Resilience and transcendence are largely defined after the fact.  They need a baseline against which to be quantified, and the baseline often takes the form of crushing failure, loss, or defeat.  So there can be no true transcendence without profound loss, and loss/failure/defeat are not things to be feared.  Looked at this way, failure (and the like) offers us an opportunity for transcendence.  Resilience in the face of loss and disappointment is what enables us to define ourselves separate and apart from whatever event life throws our way.  Simply put, this is because resilience empowers us to write our own narratives. 

I got interested in the Stations of the Cross when I saw Barnett Newman’s collection of paintings by the same name in the National Gallery.  I love the story because it begins from a place of defeat and moves through agony, humiliation, loss and brutality and eventually to transcendence.   I’ve tried on a few occasions to tackle the theme in a series of paintings, but the time wasn’t right or the work wasn't there.  When I saw the Narthex gallery at St. Peter’s, I knew that if I ever had the opportunity to exhibit there I wanted to do the stations.

My style (if one can call it that) of painting is not about depicting events or trying to visually represent people or places or even actions.  This, combined with the fact that I consider myself secular, set up an interesting set of problems before the first paint ever hit the first surface.

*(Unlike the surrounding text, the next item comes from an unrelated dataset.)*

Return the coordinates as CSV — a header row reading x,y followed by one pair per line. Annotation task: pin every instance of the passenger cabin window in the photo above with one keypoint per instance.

I was born into the era of pop art.  Though I’ve learned to appreciate some of it, overall I find it either nihilistic or cheeky, and these are not the places from which I approach art personally.  I’m unabashed in believing that one of the reasons art exists and continues to endure is because it speaks to the spiritual, the universal, and the primordial.  It has the power to give image to that which exists unseen, voice to that which is unheard, and substance to that which we perceive as intangible.   These things are the measure of a culture long after civilization dissolves and fades away.  Empires rise and fall, but their greatness is only truly assessed after they crumble into dust and we sift out the artifacts of their culture.

What is vital to me is twofold: one, that I have to keep my channel open to the singular expression that is uniquely my own when making the work.  When doing this, the process is less about creating and more about discovering.  This is a much more rewarding and, dare I say, enduring perspective to adopt in the studio when making work.  Two, that the audience make the work their own, truly their own.  The former is achieved through artistic practice; the latter can only be approached through mindfulness and openness without attachment.   I’ve found that attachment is often an impediment to creativity.  Non-attachment frees the soul in a way that transmits energy to the hands in making.


So this body of work is increasingly (as I am writing this in the making of it) about that inner light.  The light which is, at times, enveloped in darkness and the Void, but somehow manages to reach us and reach others through us.  As I continue to make these paintings I am experiencing unexpected emotional depths and changing perceptions.